Urinalysis continued to be such a focus of study that Gilles de corbeil developed a glass vessel (called a matula), shaped like a urinary bladder, specifically for the examination of urine. The concept was that the urine sediments and discoloration would occur in the vessel at a place that corresponded to the site of pathology in the body. These early urine vessels were among the first pieces of laboratory equipment and were so common and identifiable that they were one of the predecessors to the caduceus as the symbol of medicine.
Other tests and procedures were added to urinalysis and various aids were developed to make the process easier. One device of this type was the urine wheel. This wheel was the original color chart similar in purpose to those that accompany most modern dipstick packages. Along with matching the urine color on the wheel, there was an interpretive text included to assist in making a diagnosis (3).
Uroscopy soon took on a life of its own. Samples were sent to physicians without any explanation of the patient's complaint and it was expected that the analyzing practitioner would return a diagnosis and therapy (3). Expectedly, uroscopy was ripe for abuse and, assuredly, this happened.

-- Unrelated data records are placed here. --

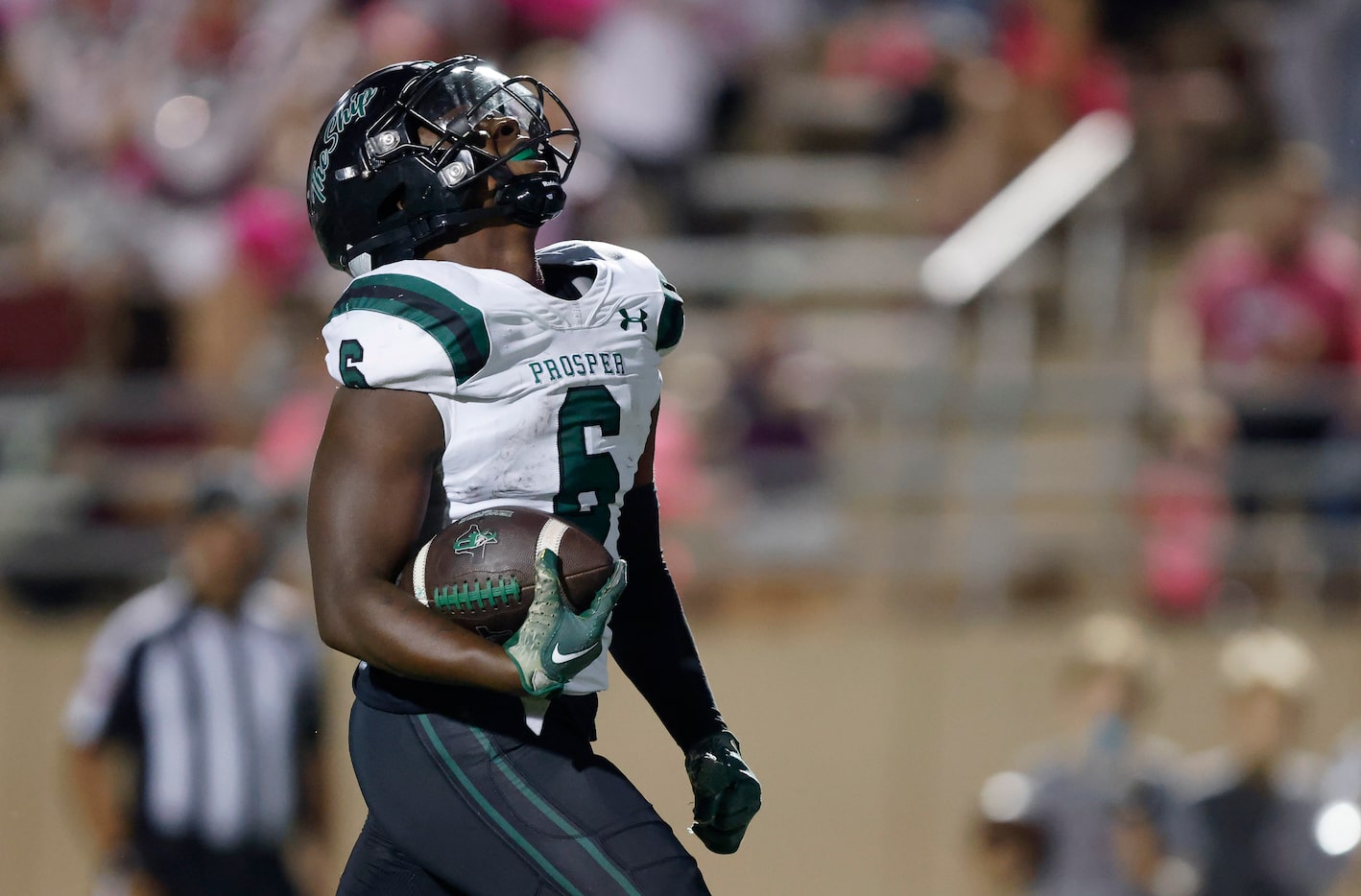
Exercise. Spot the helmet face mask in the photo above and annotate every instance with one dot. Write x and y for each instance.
(404, 160)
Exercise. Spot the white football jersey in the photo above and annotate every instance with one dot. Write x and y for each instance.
(546, 401)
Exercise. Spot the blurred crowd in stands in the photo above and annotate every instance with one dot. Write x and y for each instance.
(162, 296)
(1108, 808)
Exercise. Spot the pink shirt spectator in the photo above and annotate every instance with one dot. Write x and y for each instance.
(1269, 324)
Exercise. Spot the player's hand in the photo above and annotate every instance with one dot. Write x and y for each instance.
(554, 644)
(726, 791)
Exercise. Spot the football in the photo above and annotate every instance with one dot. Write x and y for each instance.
(479, 569)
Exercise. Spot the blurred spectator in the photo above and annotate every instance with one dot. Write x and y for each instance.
(1314, 53)
(1062, 67)
(1276, 309)
(1097, 811)
(1256, 798)
(778, 398)
(210, 684)
(1182, 505)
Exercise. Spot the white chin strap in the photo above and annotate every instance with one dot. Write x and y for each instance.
(360, 266)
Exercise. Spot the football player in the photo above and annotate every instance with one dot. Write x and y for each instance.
(478, 371)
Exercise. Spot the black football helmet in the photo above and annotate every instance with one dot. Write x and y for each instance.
(400, 163)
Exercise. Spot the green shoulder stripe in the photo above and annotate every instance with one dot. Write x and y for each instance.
(671, 322)
(455, 324)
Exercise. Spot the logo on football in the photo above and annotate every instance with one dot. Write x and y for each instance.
(474, 540)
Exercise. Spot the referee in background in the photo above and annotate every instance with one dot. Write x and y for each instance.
(205, 688)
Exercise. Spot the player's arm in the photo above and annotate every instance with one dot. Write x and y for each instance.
(654, 646)
(94, 769)
(369, 492)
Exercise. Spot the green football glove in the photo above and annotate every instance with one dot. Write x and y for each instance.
(726, 791)
(553, 644)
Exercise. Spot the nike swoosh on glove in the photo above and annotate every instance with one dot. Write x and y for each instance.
(554, 644)
(726, 791)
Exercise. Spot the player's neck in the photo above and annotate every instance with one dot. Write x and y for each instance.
(508, 248)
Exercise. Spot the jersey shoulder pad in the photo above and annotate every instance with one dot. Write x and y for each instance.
(634, 273)
(409, 325)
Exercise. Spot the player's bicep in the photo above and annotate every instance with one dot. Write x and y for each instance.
(369, 487)
(645, 473)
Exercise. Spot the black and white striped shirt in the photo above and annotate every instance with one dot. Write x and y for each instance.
(220, 710)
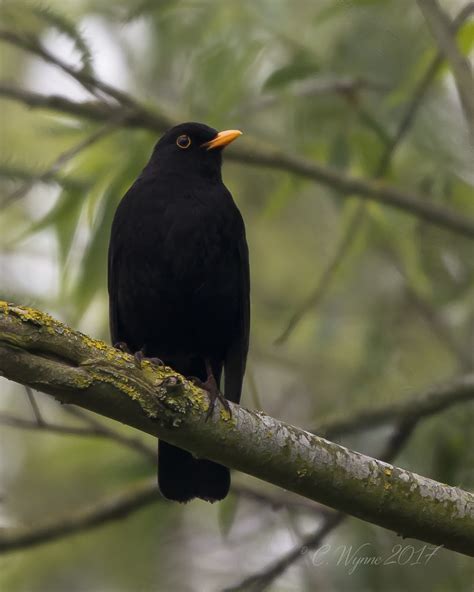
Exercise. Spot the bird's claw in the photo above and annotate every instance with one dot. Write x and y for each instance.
(214, 394)
(140, 357)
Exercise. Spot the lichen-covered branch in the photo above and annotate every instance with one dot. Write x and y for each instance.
(43, 353)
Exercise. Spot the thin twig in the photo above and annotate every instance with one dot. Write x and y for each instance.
(355, 223)
(442, 31)
(60, 161)
(413, 203)
(434, 400)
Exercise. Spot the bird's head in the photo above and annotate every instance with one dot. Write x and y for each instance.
(192, 148)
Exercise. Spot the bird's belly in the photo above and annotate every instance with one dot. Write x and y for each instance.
(186, 301)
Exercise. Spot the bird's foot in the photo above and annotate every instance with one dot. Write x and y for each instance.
(122, 346)
(214, 394)
(140, 357)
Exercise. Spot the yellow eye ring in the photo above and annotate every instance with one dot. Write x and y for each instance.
(183, 141)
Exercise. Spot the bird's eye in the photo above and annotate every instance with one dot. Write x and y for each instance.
(183, 141)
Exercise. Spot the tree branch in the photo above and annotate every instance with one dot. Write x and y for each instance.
(45, 354)
(351, 232)
(266, 156)
(434, 400)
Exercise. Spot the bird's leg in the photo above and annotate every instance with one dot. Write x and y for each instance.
(140, 357)
(122, 346)
(213, 392)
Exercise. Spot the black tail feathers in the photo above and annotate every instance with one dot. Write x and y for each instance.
(181, 477)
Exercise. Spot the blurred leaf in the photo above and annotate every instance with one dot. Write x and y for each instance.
(301, 66)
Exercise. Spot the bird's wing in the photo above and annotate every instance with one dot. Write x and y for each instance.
(236, 355)
(115, 332)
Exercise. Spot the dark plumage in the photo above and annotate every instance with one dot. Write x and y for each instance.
(179, 282)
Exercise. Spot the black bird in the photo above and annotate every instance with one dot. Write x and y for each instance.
(178, 279)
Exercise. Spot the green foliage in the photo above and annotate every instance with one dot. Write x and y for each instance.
(244, 65)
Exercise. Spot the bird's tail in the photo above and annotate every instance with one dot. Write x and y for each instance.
(181, 477)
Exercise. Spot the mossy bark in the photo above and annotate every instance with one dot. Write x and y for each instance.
(41, 352)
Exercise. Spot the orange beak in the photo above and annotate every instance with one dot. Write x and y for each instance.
(222, 139)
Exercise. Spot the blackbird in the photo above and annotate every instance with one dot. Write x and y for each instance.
(178, 280)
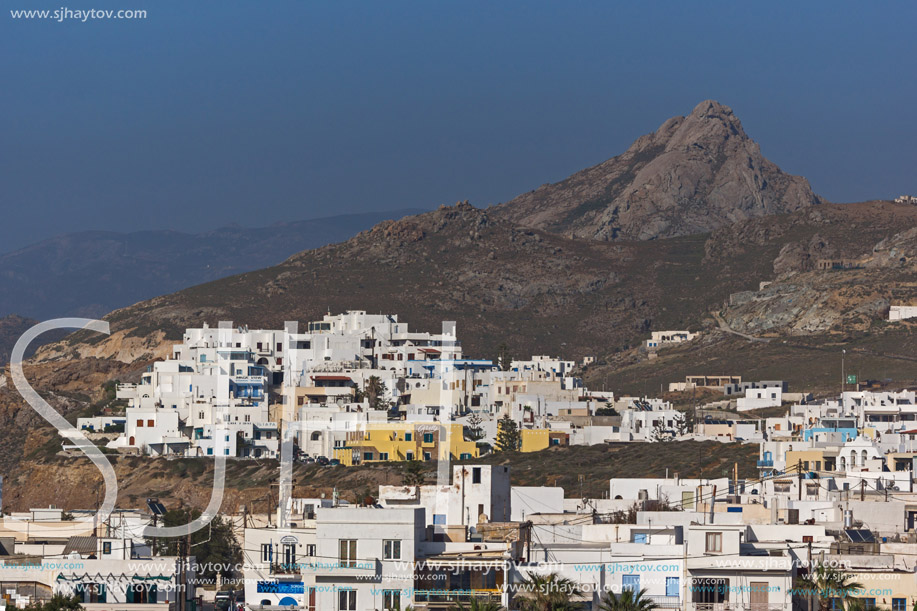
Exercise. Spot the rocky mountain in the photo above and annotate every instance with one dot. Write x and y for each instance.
(692, 175)
(11, 327)
(539, 293)
(92, 273)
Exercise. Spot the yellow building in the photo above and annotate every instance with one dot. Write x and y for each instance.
(406, 441)
(534, 440)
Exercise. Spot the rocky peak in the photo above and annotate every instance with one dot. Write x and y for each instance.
(692, 175)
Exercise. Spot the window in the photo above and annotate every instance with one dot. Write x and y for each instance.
(715, 542)
(348, 555)
(391, 600)
(347, 600)
(391, 549)
(289, 555)
(709, 590)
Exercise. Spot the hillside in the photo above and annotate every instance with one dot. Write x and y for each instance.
(692, 175)
(11, 327)
(73, 482)
(91, 273)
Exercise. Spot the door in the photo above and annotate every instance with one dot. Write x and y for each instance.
(757, 595)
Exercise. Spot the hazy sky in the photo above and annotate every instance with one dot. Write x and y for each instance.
(208, 113)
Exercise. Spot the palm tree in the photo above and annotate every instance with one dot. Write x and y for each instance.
(373, 390)
(827, 583)
(477, 604)
(549, 592)
(628, 600)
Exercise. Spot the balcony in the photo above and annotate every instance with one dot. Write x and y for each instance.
(738, 607)
(665, 602)
(285, 568)
(443, 599)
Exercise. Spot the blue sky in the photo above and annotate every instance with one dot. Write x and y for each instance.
(210, 113)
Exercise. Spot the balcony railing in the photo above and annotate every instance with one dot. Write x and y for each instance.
(283, 568)
(449, 599)
(738, 607)
(665, 602)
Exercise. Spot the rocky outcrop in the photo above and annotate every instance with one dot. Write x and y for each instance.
(692, 175)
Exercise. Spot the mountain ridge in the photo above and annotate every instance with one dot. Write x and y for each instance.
(91, 273)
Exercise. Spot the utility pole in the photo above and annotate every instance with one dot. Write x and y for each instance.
(809, 596)
(180, 586)
(843, 376)
(735, 481)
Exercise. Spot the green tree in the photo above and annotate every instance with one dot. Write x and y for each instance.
(474, 429)
(476, 604)
(413, 473)
(504, 358)
(549, 592)
(826, 583)
(58, 602)
(684, 422)
(214, 547)
(628, 600)
(374, 391)
(508, 437)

The prominence of the practitioner was enhanced if he was perceived as being able to do more than other uroscopists. consequently, claims were made concerning the interpretive powers of the analyst that far exceeded the limits of observation. It was during this period, when there was an opportunity to make a handsome income from urine analysis, that Joannes Actuarius began to write about the limitations of urine examination. He was one of the first to caution that urine examination, independent of how well it was done, could not be used to the exclusion of all other clinical findings (3).
It should not be inferred that uroscopy was always a questionable effort. Proteinuria, although protein as such had not been identified, nephritis, type I diabetes, hematuria, infection, concentration, and limited assessment of liver disease were all recognized through urinalysis. In most cases, it took centuries to identify the specific component in urine and its association with a disease; nevertheless, urine testing was a valuable diagnostic tool (3).
These early attempts to diagnose disease, through the study of the only practical body fluid available, gives some insight into the development of laboratory medicine. First, the progression from pure observation to the use of some elementary aids and procedures suggests that the seed of intellectual curiosity was germinating. If simple observation was useful, then employing procedures to define components was better. Second, equipment was being generated for a specific medical application. The equipment was primarily small, and portable but with such procedures as distillation, precipitation and evaporation, the need for a place to do this work was becoming an issue. A permanent site or address for the practitioner to do his laboratory work enabled patients to "send" their urine for analysis (an early precursor to the outpatient laboratory). Third, because uroscopy was becoming a routine practice, some members of the legitimate medical community were discussing the appropriate use of these procedures. This might be the first suggestion of test utilization in history.